Agricultural crop land may be a source of chloride to lakes and streams. Agricultural land uses increase in the areas outside the urban core of the TCMA. Fertilizers and biosolids from food processing and publicly owned treatment works contain chloride. The application of fertilizers and biosolids on crop land can result in chlorides being transported to lakes and streams through surface runoff as well as infiltration into shallow groundwater and subsequent recharge of lakes and streams. Potassium chloride (KCl) is the most commonly used fertilizer containing chloride. While not currently suspected to be a significant source of chloride, estimates of the amount of chloride in land-applied fertilizers and biosolids in the TCMA are not available. An on-going evaluation by North Dakota State University – Department of Agriculture and Biosystems Engineering indicates that chloride concentrations from agricultural drainage can range from 8.6 mg/L to 37.4 mg/L [the final results of this study have not been published].
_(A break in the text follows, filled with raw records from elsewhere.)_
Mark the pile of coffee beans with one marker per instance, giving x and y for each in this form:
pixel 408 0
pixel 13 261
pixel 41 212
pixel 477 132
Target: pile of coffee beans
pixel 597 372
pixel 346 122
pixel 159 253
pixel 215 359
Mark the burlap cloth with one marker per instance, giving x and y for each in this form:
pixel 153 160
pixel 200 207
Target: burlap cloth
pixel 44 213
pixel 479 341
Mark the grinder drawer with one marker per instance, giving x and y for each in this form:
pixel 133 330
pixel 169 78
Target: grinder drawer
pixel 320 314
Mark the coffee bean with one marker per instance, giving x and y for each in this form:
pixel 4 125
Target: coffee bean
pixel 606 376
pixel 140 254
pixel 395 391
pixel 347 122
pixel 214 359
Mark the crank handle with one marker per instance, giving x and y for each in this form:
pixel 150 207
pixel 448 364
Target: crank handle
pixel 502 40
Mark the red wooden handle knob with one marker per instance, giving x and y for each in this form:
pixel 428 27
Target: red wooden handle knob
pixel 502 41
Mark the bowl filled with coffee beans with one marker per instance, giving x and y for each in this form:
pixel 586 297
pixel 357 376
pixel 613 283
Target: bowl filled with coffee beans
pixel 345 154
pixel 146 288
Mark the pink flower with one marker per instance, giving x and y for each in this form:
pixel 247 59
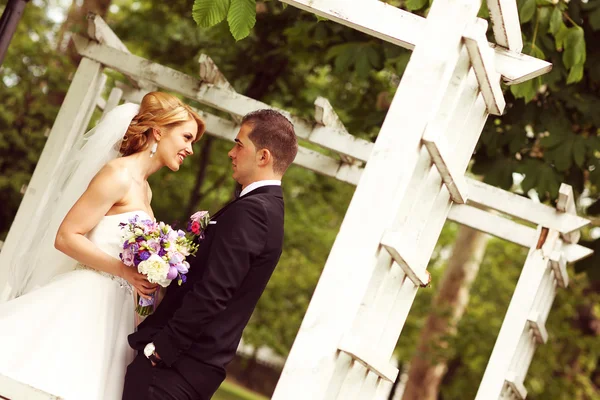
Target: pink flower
pixel 128 256
pixel 197 217
pixel 172 273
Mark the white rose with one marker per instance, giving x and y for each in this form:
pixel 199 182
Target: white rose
pixel 156 269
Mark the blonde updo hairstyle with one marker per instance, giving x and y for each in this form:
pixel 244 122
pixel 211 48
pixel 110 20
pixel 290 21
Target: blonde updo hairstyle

Natural Background Sources of Chloride

Chloride occurs naturally in soil, rock, and mineral formations. Chloride is naturally present in Minnesota’s groundwater due to the natural weathering of these formations. Glacial deposits from eroded igneous rocks and clay minerals with chloride ions attached are potential sources in the TCMA. Natural background levels of chloride in surface runoff and groundwater vary depending on the geology. The natural background concentration in small streams in the TCMA has been estimated to be 18.7 mg/L (Stefan et al., 2008). A natural background concentration for lakes has not been estimated; however, the natural background load from surface runoff to lakes was assumed to be at a concentration of 18.7 mg/L as well. This background concentration characterizes runoff that is not impacted by current or historical applications of other anthropogenic sources of chloride. Concentrations of chloride in precipitation are estimated to be 0.1 mg/L to 0.2 mg/L (Chapra et al., 2009).

Other Potential Sources

Sources of chloride to the TCMA lakes and streams other than those discussed above exist but are considered to be small. One such source of chloride is the use of dust suppressants on gravel roads and parking areas. Chloride is a common constituent found at high concentrations in dust suppressants. Landfill leachate has also been shown to contain elevated levels of chloride (Mullaney et al., 2009). The use of aluminum chloride for treatment of lake sediments, or ferric chloride for treatment of stormwater are also sources of chloride, and should be avoided in waters and watersheds with chloride impairments.